Tuesday, August 13, 2013

Richard Dolan against The Washington Post.

The problem for these self-proclaimed UFO “experts” is that they just hate criticisms. They want to be left in peace, writing the usual nonsense and selling it.

Caitlin Dewey wrote in The Washington Post about The fear that drives our alien belief.
The article analyzes the meaning of the UFO-ET mythology, quoting several scientific sources. The psychologist Stephen Diamond suggests that the belief in Extraterrestrial visitors makes some people feel that we are “… still capable of experiencing something that lifts us out of our everyday, mundane, ordinary, banal, often seemingly purposeless lives, and [they also remind us], if only momentarily, what it means to be fully, ecstatically alive in a universe filled with beauty, mystery, terror, danger and wonder.”
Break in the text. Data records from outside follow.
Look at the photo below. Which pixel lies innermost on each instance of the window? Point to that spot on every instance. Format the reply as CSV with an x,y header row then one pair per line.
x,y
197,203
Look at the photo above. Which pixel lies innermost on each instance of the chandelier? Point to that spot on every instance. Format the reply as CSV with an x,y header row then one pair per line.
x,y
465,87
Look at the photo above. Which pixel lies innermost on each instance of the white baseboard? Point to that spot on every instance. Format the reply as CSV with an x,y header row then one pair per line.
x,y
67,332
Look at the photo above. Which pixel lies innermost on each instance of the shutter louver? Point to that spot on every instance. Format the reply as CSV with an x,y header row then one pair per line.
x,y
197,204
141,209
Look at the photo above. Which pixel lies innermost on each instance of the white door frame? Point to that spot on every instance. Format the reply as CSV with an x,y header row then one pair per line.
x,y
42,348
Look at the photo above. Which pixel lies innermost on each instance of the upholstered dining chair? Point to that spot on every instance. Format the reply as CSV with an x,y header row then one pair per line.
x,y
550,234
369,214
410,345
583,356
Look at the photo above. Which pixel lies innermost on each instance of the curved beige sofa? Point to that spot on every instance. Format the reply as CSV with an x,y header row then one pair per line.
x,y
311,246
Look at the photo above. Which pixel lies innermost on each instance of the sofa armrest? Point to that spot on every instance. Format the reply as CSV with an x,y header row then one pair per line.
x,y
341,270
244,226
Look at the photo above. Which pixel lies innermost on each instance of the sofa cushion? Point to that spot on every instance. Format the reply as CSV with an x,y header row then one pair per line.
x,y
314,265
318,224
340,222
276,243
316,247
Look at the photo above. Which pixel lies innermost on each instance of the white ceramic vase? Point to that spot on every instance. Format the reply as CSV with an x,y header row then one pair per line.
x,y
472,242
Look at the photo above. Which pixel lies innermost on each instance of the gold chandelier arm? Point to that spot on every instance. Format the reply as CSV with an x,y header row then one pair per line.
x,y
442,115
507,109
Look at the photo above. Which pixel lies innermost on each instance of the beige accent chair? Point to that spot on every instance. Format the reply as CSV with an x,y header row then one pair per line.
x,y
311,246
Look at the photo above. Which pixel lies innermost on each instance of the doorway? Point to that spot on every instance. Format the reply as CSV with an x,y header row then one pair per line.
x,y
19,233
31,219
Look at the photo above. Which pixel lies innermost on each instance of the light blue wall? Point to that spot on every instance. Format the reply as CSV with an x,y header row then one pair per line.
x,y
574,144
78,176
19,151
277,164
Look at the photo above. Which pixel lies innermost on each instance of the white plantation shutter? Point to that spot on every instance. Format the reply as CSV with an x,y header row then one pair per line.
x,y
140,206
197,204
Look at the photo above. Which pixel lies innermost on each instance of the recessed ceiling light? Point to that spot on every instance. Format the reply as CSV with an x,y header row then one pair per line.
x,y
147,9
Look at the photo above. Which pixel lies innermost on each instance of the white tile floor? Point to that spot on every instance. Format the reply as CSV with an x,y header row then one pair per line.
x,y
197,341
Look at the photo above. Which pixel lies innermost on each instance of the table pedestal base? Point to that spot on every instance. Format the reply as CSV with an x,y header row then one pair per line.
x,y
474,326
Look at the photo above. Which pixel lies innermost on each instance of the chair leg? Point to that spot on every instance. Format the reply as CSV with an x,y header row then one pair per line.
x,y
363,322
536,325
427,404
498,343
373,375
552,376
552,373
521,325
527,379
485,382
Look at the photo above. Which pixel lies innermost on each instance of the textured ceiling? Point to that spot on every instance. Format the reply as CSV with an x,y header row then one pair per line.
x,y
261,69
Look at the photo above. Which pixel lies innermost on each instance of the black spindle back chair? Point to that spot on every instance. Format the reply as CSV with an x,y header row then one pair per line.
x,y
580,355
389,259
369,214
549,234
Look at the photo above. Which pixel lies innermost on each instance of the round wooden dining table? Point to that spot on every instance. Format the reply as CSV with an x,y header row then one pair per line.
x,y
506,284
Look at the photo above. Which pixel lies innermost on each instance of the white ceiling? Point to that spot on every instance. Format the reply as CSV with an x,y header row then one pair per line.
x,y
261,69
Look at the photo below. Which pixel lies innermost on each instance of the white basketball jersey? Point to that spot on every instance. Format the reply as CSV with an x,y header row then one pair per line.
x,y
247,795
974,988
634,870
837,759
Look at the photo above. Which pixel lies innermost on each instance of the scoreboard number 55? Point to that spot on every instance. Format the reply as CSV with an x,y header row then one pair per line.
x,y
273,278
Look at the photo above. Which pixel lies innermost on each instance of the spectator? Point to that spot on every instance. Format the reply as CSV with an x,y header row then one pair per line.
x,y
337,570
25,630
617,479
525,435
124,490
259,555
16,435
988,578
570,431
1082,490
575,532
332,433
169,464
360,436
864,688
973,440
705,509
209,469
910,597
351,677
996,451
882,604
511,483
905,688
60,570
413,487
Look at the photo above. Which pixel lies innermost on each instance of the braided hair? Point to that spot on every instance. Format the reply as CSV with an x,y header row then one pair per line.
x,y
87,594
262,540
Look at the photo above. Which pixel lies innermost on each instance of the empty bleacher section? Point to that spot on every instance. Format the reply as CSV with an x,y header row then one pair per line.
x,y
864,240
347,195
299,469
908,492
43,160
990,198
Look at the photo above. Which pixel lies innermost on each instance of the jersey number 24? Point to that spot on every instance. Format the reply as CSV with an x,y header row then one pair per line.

The Washington Post article makes Richard Dolan mad. He loses his nice guy image and writes: “This article is another shameful and absurd attempt by the Washington Post to debunk something that the publication has never, ever bothered to do the slightest bit of real investigation about.”
Of course, this is pure, unadulterated nonsense. Either Dolan doesn’t read the commentary, or he is blinded by his resentment.

Richard Dolan feels that someone invaded “Dolanworld”. A well documented journalist violated the sacred space where a professional mythologist rewrites and sells the same old UFO inventions.

The Washington Post’s informs us that “Researchers at the Universities of Westminster and Vienna have identified a proverbial host of factors that appear to correlate to belief in UFOs: Gender, politics, religiosity, intelligence, fantasy proneness—even certain psychological disorders, like schizophrenia.”
For Richard Dolan, “the Post wastes everyone’s time with infantile explanations, it destroys its credibility among serious individuals who know better.”

Those who know better write this about Richard Dolan:
“Dolan is strictly a nuts & bolts guy and does not consider alternative hypotheses in the field. Sociological and psychological issues are beside the point to him.”
“The problem is that Dolan appears to take all evidence at face value. He will quote Morris K. Jessup on an equal basis with Jacques Vallee. He will talk of Gray Barker on the same level as J. Allen Hynek. He puts Philip Corso at the same level as Jerome Clark. In other words, he does not seem to discriminate between sources. He considers them all valid. Rather than sifting through vast amounts of disinformation for the Truth, it’s more like he’s amassing a mound of evidence without regard to its veracity or corroboration. He doesn’t even allude to the possibility that there might be some problems with some of this evidence. The clowns are thrown in with the professors.”